More than a dozen yobs – many of them bare-chested – poured into the top floor of a city centre restaurant after a day’s drinking.
A mass brawl then broke out between two rivals groups who bombarded each other with food, plates and cutlery.

Some of the well-heeled louts took off their shoes and used them as missiles and a glass bottle hit a girl on the head.
A male student was thrown from his chair and pushed down the stairs and a table was broken in half.
Police were called to help evict the students from the Curry King restaurant but there were no arrests.
Owner Ali Rana, 40, said: “The room was a mess.
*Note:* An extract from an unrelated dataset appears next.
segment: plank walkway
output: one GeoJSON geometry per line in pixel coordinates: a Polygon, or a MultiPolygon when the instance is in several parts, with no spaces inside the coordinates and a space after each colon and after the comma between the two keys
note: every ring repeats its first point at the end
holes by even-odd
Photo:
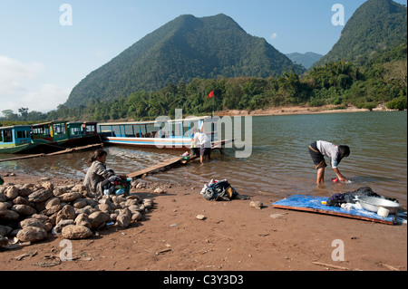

“There was broken glass and food all over the carpet, the furniture was smashed and we didn’t finish cleaning up until 4am.

“We had lots of business on Sunday, as it was a Bank Holiday, but many of the customers on the ground floor were shocked and angry.
“They couldn’t believe how the students had behaved.
“We like to have students at the Curry King but there’s a minority of them who ruin it for everyone else.”
The trouble came on one of Cambridge’s notorious annual drinking dates known as
Caesarian Sunday.
It celebrates the beginning of the summer term which ends with an infamous post-exams party called Suicide Sunday in June.
The curry house clash came when a member of Girton College’s Green Giants stole a bottle of Pimm’s from Jesus College Caesarians.
The bottle was then thrown at the Caesarian in a challenge to fight.
One eyewitness said: “Everyone was drunk from having been on Jesus Green – someone from one of the colleges strawpedo-ed two bottles of wine straight away.
“Many of them arrived with no top on.
“Someone threw a punch, and when one of the boys came over to break it up, he ended up punching his own friend in the face.”
Cambridge officials had urged students to avoid the drunken scenes of previous Caesarian Sundays and ‘find a more fruitful way’ of spending it this year.
The day had earlier passed off calmly with around 2,000 students gathering in the city’s Jesus Green park without the normal boozy antics.